Regulus plugs into Google ADK’s plugin SPI, which means it sees
the full agent trajectory: BeforeAgentCallback, BeforeModelCallback,
BeforeToolCallback, AfterToolCallback, plus the service-extension
seams on session, memory, and artifact services. That’s where the
regulation evidence actually has to land.
What lives deeper than the prompt boundary #
A regulated AI agent’s compliance story isn’t about whether the LLM output is rude. It’s about:
- Purpose limitation (GDPR Article 5(1)(b)). Whether the tool call the agent is about to make is in-scope for the declared purpose of the processing.
- Fail-closed residency on memory and artifact services. Whether a memory write that’s about to happen is allowed in the resolved region.

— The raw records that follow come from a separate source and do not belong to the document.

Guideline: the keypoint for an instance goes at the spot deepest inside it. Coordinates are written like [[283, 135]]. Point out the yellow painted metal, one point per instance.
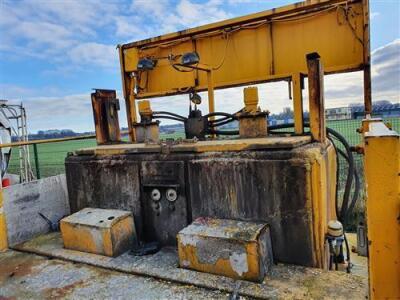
[[202, 146], [298, 103], [322, 190], [99, 231], [144, 107], [255, 48], [316, 97], [250, 95], [3, 225], [382, 176], [242, 253]]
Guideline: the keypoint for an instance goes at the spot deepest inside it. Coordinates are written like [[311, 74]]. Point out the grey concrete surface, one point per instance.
[[28, 276], [283, 282], [23, 203]]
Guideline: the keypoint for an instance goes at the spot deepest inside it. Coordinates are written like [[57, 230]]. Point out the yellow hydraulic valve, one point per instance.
[[145, 111], [250, 95]]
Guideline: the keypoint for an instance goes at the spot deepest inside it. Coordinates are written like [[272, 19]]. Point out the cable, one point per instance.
[[219, 114], [155, 113], [169, 118], [223, 132], [346, 209]]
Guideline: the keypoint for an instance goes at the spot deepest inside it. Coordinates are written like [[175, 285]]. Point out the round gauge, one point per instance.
[[155, 195], [171, 195]]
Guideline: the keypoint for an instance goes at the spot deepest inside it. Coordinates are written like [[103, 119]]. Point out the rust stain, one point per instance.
[[57, 293], [17, 267]]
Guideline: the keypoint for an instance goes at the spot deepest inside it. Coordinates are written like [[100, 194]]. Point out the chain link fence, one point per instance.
[[51, 157]]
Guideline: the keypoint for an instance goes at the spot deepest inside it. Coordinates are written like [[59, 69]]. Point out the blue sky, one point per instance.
[[53, 52]]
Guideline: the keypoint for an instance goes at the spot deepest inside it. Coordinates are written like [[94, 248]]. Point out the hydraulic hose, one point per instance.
[[156, 113]]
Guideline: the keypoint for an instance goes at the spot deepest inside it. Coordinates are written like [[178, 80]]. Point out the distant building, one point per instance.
[[384, 110], [378, 110], [339, 113]]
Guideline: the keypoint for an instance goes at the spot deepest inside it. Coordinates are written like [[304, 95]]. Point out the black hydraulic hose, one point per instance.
[[219, 120], [221, 123], [349, 180], [342, 216], [357, 185], [219, 113], [223, 132], [348, 253], [155, 113], [169, 118]]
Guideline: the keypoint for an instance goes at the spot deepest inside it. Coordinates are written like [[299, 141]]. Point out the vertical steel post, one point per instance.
[[37, 167], [316, 97], [382, 171], [367, 60], [3, 227], [131, 110], [297, 103]]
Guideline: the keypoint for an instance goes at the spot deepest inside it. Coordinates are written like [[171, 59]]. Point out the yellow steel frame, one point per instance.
[[382, 169], [3, 225], [262, 47]]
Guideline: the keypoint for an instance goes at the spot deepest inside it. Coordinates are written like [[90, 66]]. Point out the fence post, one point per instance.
[[35, 153]]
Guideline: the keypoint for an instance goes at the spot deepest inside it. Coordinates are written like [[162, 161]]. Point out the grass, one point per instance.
[[52, 156]]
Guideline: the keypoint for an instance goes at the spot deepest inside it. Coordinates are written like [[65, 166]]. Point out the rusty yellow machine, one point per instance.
[[258, 173]]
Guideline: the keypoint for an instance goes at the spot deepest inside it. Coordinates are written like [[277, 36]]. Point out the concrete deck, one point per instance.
[[284, 282], [29, 276]]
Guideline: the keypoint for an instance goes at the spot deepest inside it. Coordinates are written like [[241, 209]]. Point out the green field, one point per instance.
[[51, 156]]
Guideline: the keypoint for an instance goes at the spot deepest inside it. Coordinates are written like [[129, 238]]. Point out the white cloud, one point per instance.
[[74, 111], [95, 54]]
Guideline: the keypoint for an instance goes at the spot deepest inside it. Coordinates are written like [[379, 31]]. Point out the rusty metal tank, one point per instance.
[[282, 181]]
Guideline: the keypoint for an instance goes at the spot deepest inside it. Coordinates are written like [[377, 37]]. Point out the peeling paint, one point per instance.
[[188, 240], [239, 263]]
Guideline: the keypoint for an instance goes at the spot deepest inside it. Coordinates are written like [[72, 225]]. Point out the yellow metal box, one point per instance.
[[241, 250], [101, 231]]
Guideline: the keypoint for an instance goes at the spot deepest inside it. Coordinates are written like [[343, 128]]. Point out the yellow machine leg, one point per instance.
[[3, 226], [382, 174]]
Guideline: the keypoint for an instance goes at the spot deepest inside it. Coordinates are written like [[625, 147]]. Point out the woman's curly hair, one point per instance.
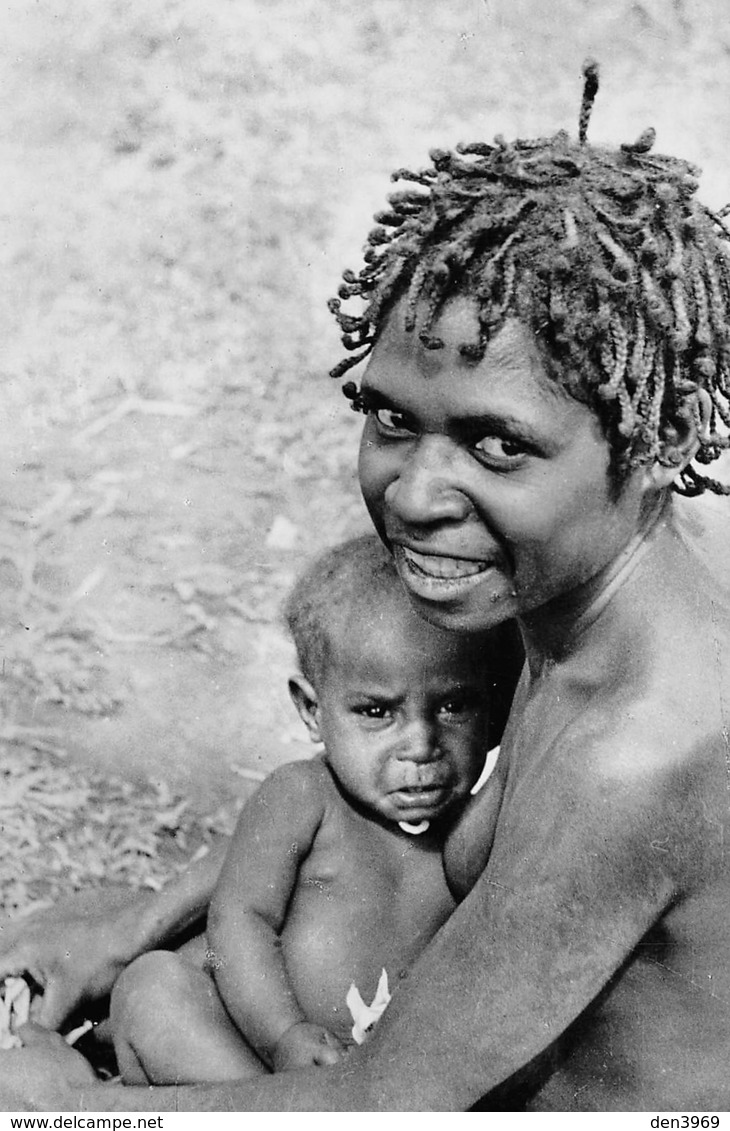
[[621, 274]]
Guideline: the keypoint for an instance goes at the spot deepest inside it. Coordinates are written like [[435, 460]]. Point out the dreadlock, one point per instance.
[[606, 255]]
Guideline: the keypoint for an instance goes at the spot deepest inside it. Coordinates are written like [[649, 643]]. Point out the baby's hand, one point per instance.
[[303, 1045]]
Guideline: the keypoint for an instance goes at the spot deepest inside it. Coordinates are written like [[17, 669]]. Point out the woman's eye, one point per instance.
[[500, 449], [392, 423]]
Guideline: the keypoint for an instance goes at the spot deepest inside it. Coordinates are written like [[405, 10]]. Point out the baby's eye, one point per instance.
[[374, 710], [457, 705], [392, 423], [500, 449]]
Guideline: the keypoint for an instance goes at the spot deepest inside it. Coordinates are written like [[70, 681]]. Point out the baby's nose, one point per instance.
[[420, 742]]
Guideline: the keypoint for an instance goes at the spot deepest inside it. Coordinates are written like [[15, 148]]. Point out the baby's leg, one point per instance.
[[170, 1026]]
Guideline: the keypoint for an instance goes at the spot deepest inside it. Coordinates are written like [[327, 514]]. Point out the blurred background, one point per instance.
[[182, 184]]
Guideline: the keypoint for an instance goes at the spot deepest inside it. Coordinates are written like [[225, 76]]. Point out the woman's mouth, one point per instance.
[[438, 576]]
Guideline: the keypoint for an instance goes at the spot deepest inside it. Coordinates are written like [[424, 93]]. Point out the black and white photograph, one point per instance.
[[365, 558]]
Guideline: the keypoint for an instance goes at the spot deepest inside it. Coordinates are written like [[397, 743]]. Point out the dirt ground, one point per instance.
[[183, 182]]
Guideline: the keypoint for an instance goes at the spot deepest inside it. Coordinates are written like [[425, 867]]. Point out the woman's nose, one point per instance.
[[424, 491]]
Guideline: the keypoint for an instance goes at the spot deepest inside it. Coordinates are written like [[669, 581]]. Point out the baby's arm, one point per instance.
[[469, 843], [275, 831]]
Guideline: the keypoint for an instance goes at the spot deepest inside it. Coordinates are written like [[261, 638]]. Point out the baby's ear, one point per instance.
[[305, 700], [681, 439]]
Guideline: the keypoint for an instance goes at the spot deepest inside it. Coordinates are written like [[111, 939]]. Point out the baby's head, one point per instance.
[[406, 711]]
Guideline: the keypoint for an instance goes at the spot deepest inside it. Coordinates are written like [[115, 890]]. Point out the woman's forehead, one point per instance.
[[509, 376]]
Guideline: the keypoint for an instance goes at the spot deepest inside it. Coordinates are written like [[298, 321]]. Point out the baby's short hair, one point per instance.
[[337, 586], [353, 579]]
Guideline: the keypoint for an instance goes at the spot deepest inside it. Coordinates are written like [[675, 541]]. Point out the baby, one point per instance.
[[335, 871]]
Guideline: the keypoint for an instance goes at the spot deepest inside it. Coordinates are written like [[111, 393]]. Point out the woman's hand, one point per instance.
[[45, 1075], [74, 951]]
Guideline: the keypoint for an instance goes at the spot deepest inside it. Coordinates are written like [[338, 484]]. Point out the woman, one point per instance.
[[546, 325]]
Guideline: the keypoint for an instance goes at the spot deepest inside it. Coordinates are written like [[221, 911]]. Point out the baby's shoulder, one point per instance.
[[303, 785]]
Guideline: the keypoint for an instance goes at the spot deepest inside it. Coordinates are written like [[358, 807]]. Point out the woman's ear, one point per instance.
[[681, 440], [307, 704]]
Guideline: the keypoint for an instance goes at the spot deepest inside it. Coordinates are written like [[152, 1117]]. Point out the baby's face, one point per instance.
[[403, 715]]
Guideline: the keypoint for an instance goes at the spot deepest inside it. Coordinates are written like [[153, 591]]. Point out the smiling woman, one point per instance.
[[487, 478], [548, 363]]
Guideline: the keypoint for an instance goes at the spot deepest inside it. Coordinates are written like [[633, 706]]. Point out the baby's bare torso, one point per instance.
[[368, 897]]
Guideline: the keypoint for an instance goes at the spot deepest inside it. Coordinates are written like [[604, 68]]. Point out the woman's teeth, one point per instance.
[[443, 568]]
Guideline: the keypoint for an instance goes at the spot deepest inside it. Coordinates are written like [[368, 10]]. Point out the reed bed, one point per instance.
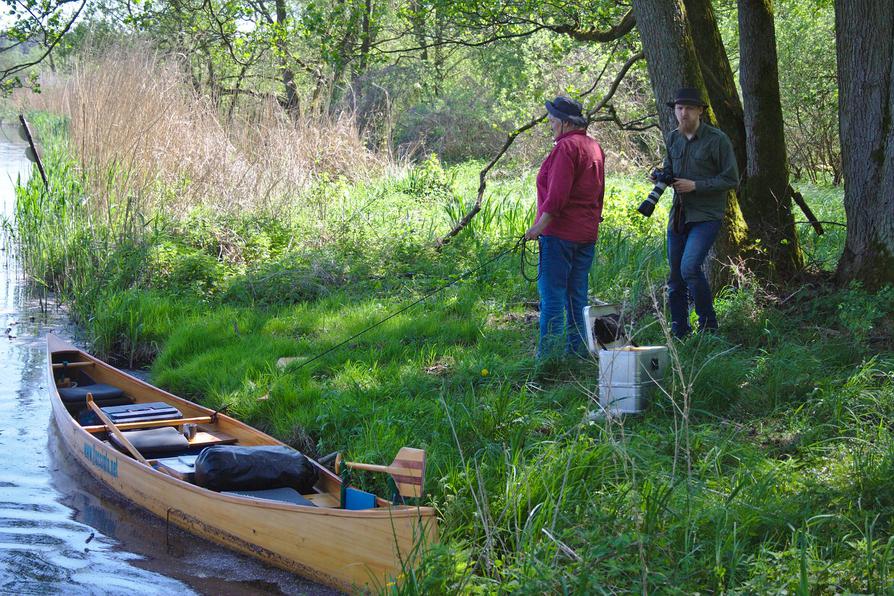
[[147, 142], [763, 467]]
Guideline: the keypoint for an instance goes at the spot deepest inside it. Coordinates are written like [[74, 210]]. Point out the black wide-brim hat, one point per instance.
[[567, 110], [688, 96]]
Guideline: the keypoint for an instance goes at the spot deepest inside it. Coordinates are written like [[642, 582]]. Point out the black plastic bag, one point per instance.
[[230, 467]]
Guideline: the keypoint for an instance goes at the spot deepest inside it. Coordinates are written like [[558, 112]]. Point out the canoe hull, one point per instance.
[[343, 549]]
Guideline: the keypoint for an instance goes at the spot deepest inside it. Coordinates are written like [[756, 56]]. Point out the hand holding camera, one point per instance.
[[662, 180]]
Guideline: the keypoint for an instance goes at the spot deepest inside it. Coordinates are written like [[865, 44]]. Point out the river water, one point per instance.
[[61, 532]]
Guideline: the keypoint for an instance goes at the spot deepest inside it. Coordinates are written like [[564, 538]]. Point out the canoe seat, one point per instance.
[[142, 412], [153, 442], [102, 395], [285, 495], [131, 412]]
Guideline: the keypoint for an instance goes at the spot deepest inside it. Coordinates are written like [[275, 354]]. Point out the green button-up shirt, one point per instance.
[[709, 161]]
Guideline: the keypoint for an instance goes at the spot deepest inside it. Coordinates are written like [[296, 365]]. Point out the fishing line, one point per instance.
[[519, 243]]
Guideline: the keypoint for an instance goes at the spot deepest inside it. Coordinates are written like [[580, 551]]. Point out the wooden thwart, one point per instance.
[[407, 469], [98, 428], [114, 429]]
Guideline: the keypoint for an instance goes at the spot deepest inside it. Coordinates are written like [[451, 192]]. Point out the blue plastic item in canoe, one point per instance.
[[356, 500]]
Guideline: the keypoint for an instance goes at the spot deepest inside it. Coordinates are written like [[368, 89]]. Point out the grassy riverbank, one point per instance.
[[767, 467]]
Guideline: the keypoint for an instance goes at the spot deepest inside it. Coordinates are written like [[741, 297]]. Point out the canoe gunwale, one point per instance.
[[379, 512], [342, 548]]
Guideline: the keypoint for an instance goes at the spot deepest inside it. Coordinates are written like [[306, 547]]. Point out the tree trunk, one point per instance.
[[768, 206], [864, 32], [672, 63], [288, 75]]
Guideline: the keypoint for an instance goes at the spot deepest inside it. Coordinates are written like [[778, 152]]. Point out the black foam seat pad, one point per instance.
[[142, 412], [100, 392], [285, 495], [153, 441]]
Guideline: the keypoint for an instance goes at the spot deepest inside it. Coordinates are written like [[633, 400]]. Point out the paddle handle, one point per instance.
[[111, 425], [369, 467], [98, 428], [58, 365]]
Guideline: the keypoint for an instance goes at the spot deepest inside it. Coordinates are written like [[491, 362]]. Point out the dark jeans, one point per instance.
[[563, 282], [686, 254]]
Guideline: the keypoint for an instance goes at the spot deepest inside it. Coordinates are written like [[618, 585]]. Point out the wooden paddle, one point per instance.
[[97, 428], [111, 426], [407, 470]]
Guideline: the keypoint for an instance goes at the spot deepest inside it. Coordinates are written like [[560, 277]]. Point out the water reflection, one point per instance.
[[61, 532]]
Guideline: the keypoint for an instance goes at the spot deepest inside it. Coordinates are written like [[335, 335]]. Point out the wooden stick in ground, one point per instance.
[[98, 428], [30, 140], [111, 426]]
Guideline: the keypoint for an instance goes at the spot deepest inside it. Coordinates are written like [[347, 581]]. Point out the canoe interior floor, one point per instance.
[[76, 374]]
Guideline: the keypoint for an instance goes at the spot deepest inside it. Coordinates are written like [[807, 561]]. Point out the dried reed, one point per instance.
[[147, 141]]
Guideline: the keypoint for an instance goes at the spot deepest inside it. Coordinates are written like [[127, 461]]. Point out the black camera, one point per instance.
[[662, 180]]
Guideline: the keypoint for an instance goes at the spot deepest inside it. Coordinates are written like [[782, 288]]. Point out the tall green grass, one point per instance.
[[764, 469]]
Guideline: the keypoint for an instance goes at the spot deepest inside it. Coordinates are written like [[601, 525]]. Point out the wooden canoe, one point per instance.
[[341, 548]]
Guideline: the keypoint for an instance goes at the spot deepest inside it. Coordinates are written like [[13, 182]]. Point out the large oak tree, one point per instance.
[[865, 48]]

Guardrails libraries don’t see memory or artifact writes.
- Dual-control kill switches. Whether the agent’s tool surface has been collapsed by two authorised principals. Guardrails libraries don’t have an identity model.
- Hash-chained audit envelopes with framework citations attached. Guardrails libraries don’t emit audit events; if they do, the events don’t map to specific regulation clauses.
What this means concretely #
A guardrails layer can catch “don’t book a credit limit increase for
a customer who shouldn’t have one” if the model says so out loud. A
guardrails layer cannot catch “the customer’s purpose-of-processing
claim doesn’t authorise credit decisions, so the tool call must be
denied even though the model wants to proceed.” That’s a
BeforeToolCallback decision, on a Principal, against the active
profile. It’s structurally outside what guardrails libraries do.
Use them together #
Both layers can live on the same agent. Guardrails handles prompt- level safety. Regulus handles trajectory-level compliance. Each emits into the same audit chain when properly wired. There’s no either/or — there’s a layering question.
Where we differ honestly #
Guardrails libraries are easier to adopt. They don’t require ADK. They have well-developed prompt-engineering toolchains. If you’re not on ADK and don’t have regulator-level audit obligations, guardrails libraries probably solve the problem you actually have.
Regulus is the right answer when the obligations are EU/UK regulatory, the audit trail is the deliverable, and you’re shipping on Google ADK.